“I completely deserved that,” admitted the hobgoblin, lying prone on the floor.
“Fuck you, you deserve more,” cried the orc.
A few cried out his in support, “You’re kind got us into this mess. Who told you to steal those counters?”
“My kind? As though I’m responsible for every hobgoblin.”
This riled up the crowd even more.
“SILENCE!!” cried the fairy, her voice reverberating from every corner of the vault.
Corn covered his ears, the vibrations threatened to crack his ear drums.
When everyone recovered their hearing, the soul eater walked to the centre and addressed them all, “I want you all to listen to me very carefully.
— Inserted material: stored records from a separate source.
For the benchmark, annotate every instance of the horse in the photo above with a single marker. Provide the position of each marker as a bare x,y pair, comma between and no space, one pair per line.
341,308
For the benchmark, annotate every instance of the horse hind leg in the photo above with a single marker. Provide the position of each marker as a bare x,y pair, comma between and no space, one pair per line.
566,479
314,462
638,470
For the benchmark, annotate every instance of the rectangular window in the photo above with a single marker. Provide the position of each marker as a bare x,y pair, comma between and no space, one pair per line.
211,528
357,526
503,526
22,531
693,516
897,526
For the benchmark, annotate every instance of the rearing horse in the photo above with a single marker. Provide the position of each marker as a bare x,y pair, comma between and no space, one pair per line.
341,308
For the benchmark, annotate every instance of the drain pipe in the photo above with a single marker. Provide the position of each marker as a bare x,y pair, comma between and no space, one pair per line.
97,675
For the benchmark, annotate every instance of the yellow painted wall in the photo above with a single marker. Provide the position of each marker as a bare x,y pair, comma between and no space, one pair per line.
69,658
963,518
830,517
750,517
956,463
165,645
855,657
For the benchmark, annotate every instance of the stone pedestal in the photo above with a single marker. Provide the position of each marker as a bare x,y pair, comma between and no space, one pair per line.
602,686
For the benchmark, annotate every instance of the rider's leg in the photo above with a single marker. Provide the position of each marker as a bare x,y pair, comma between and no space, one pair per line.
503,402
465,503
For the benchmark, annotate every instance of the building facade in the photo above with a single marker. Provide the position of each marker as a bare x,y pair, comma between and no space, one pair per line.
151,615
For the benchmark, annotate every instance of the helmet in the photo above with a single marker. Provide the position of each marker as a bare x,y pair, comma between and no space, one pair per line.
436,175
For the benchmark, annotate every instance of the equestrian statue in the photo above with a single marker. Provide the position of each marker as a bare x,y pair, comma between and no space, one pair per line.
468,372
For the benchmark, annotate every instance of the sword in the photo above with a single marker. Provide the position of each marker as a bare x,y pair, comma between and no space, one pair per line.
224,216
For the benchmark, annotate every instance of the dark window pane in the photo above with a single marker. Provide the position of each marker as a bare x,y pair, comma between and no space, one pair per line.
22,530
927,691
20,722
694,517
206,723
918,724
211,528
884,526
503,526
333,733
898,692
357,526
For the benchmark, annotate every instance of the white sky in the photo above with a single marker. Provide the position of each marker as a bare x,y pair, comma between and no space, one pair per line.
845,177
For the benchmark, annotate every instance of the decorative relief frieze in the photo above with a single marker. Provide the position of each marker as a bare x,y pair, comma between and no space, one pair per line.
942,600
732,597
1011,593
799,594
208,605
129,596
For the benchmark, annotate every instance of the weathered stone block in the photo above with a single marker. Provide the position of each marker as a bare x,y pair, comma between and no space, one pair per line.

WarCode is our don and the only one with the connections to keep this gang afloat. As long as he’s captured by the Guard, we are all in trouble. AltShift is our second in command and I want you all to listen-”
This was met by a loud chorus of dissent.
The fairy rose to the air and must have put out a very convincing illusion because everyone shut up instantly.
“Yes, he’s a hobgoblin and hobgoblins are all thieves. But we’re all thieves as well. None of the hobgoblins in our gang were responsible for the mass theft of Freedom counters. None of them.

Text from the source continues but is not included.